Wednesday, August 15, 2012

Article on web - How to create very reliable web services

Source: http://amix.dk/blog/post/19709


Over the years I have learnt a lot about creating reliable web services and I have scaled a startup from 0 to millions of users and billions of pages views. I want to share some tips with you that you apply to any language and any website.

The general strategy

I think creating scaleable and reliable services boils down to following:
  • Monitor everything: Have a clear picture of what's going on at any time. Have a log of how your past performance has been, have a log of errors, have a log of key metrics in your application, have visualization of every computer in your network, have visualization of response times etc. Using Google Analytics isn't enough, you need much more powerful tools.
  • Be proactive: Backups and anticipations of future load should be proactive. If your load is close to maxing out today then don't wait till your web site is down before you begin optimizations. Know everything about your systems so you can take an educated guess of how many more users you can handle. Think about which strategies you can apply if you want to scale 10x, 100x, 1000x of your current load.
    Snippet from Proactive vs. Reactive scaling.
  • Be notified when crashes happen: Getting SMS notifications is easy using a service like Pingdom or an open-source library like crash_hound.

The tools that you can use

In my toolset I use a lot of tools and I highly recommend them. There is no need to reinvent the wheel, unless necessary!
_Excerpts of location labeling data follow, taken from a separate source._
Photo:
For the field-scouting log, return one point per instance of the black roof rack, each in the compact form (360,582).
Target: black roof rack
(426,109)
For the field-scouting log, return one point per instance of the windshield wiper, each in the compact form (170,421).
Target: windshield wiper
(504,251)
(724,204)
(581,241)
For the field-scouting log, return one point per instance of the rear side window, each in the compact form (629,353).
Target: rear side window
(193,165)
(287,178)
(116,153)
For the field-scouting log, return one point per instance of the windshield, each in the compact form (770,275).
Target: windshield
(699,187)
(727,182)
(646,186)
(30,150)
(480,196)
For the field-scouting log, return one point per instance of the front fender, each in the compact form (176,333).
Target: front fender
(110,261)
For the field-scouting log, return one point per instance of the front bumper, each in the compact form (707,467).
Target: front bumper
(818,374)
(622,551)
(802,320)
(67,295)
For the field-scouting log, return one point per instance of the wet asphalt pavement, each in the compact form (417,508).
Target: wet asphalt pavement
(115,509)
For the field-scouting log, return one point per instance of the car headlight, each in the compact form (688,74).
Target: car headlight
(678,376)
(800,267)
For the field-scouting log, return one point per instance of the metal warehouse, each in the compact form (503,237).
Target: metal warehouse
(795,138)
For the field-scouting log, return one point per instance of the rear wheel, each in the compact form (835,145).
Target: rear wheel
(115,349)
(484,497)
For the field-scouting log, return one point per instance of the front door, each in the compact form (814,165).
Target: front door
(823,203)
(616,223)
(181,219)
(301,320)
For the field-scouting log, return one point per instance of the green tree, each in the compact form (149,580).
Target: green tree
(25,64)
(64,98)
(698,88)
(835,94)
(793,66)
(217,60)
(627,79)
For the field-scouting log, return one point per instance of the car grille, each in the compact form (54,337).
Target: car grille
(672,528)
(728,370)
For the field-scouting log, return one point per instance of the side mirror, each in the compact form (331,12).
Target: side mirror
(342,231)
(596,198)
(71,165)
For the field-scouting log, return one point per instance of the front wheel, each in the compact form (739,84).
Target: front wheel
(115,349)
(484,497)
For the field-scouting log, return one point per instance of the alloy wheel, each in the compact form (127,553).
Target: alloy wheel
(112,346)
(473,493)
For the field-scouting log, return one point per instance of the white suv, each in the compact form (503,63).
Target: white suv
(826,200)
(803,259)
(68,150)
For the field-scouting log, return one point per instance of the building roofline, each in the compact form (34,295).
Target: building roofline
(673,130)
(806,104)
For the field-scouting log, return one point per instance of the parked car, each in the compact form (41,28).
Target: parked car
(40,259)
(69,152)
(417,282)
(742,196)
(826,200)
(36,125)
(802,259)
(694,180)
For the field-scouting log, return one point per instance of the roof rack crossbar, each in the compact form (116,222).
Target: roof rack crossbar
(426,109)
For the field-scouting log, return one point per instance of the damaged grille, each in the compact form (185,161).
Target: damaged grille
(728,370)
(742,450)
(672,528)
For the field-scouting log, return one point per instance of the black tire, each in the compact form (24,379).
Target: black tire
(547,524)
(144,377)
Realtime monitoring of anything

I read about statsd and Graphite in Keeping Instagram up with over a million new users in twelve hours.
After I read that blog post I was excited and I used a day to get statsd+Graphite up and running. Graphite is a bit complex to setup, but the investment was great and I must say that it changed my life! This setup lets you track anything in realtime without any performance penalty (since statsd uses non-blocking UDP communication). I track the average response times, number of errors, number of signups, number of sync commands, average response time pr. sync command etc. etc. I track these things across servers and across services.
This is especially useful when you do multiple deployments pr. day as you can quickly see if your latest deployment is introducing errors or performance issues.
Here's one of our Graphite dashboards:

Monitor performance and get notified when something crashes

Pingdom is quite useful as it can track performance from multiple locations in the world. It can also notify you on SMS when your website crashes. Pingdom is also public and lets your users track your uptime and performance (a very useful service for your users).
For more powerful stuff we use crash_hound which lets you program notifications! For example, I get a SMS if a worker queue is not being processed. Most of our notifications are setup using small scripts that are less than 10 lines of code.
How one of our Pingdom monitor pages look like:

Log every error

We have a central logger that logs every error and displays it in a central location. With each error we can see a request's environment. It's a must have tool for any web service since you can track errors and bugs much easier.
Here's how our central logger looks like:

I am sure there are some open-source tools that can do this as well (I did not find any that matched our style so we implemented our own).

SQL and request logger

We have a SQL logger that aggregates queries and shows which are run most times and which are the most expensive. We also have a request logger that shows the same things for requests.
These two tools are essential when you want to know which part of your codebase are worth optimizing.
I open-sourced request logger some time ago (it's very simple and quite hackish!)
Here's a screenshot of how it looks like:

Monitor your servers

Being hosted on Amazon AWS is a privilege since they provide a lot of great monitoring tools (such as CPU usage and alarms if your servers start to use more resources than necessary).
There are some open-source tools available as well. At Plurk we used Cacti and Nagios. Cacti and Nagios are complex and powerful tools, but definitely worth your time since they can give you a much better picture of your servers and services you are running.
Here is how some of Amazon's monitoring tools look like:

I hope you found my tips useful! I might open-source some of my tools such as the central logger or SQL monitor in the near future.